Members of the kinesin superfamily of molecular motors differ in several key structural domains, which probably allows these molecular motors to serve the different physiologies required of them. One of the most variable of these is a stem-loop motif referred to as L5. This loop is longest in the mitotic kinesin Eg5, and previous structural studies have shown that it can assume different conformations in different nucleotide states. However, enzymatic domains often consist of a mixture of conformations whose distribution shifts in response to substrate binding or product release, and this information is not available from the "static" images that structural studies provide. We have addressed this issue in the case of Eg5 by attaching a fluorescent probe to L5 and examining its fluorescence, using both steady state and time-resolved methods. This reveals that L5 assumes an equilibrium mixture of three orientations that differ in their local environment and segmental mobility. Combining these studies with transient state kinetics demonstrates that there is a major shift in this distribution during transitions that interconvert weak and strong microtubule binding states. Finally, in conjunction with previous cryo-EM reconstructions of Eg5·microtubule complexes, these fluorescence studies suggest a model in which L5 regulates both nucleotide and microtubule binding through a set of reversible interactions with helix α3. We propose that these features facilitate the production of sustained opposing force by Eg5, which underlies its role in supporting formation of a bipolar spindle in mitosis.

Direct real-time detection of the actin-activated power stroke within the myosin catalytic domain.

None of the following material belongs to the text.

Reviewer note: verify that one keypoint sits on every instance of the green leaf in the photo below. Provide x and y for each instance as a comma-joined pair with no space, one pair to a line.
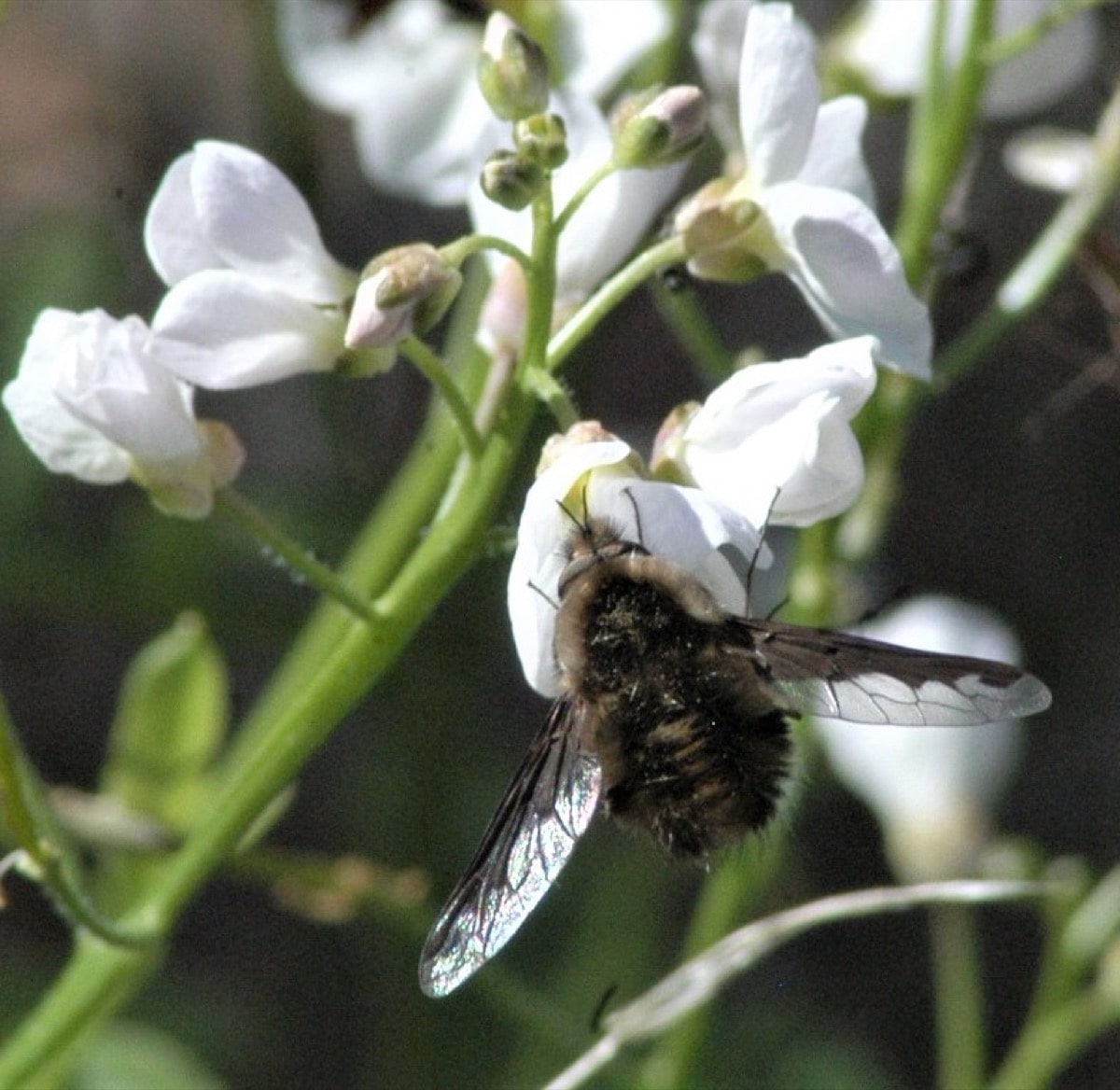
129,1055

We have used transient kinetics, nanosecond time-resolved fluorescence resonance energy transfer (FRET), and kinetics simulations to resolve a structural transition in the Dictyostelium myosin II relay helix during the actin-activated power stroke. The relay helix plays a critical role in force generation in myosin, coupling biochemical changes in the ATPase site with the force-transducing rotation of the myosin light-chain domain. Previous research in the absence of actin showed that ATP binding to myosin induces a dynamic equilibrium between a bent prepower stroke state of the relay helix and a straight postpower stroke state, which dominates in the absence of ATP or when ADP is bound. We now ask whether actin binding reverses this transition and if so, how this reversal is coordinated with actin-activated phosphate release. We labeled a Cys-lite Dictyostelium myosin II motor domain with donor and acceptor probes at two engineered Cys residues designed to detect relay helix bending. We then performed transient time-resolved FRET following stopped-flow mixing of actin with labeled myosin, preincubated with ATP. We determined the kinetics of actin-activated phosphate release, using fluorescent phosphate-binding protein. The results show that actin binding to the myosin.ADP.P complex straightens the relay helix before phosphate dissociation. This actin-activated relay helix straightening is reversible, but phosphate irreversibly dissociates from the postpower stroke state, preventing reversal of the power stroke. Thus, relay helix straightening gates phosphate dissociation, whereas phosphate dissociation provides the thermodynamic driving force underlying force production.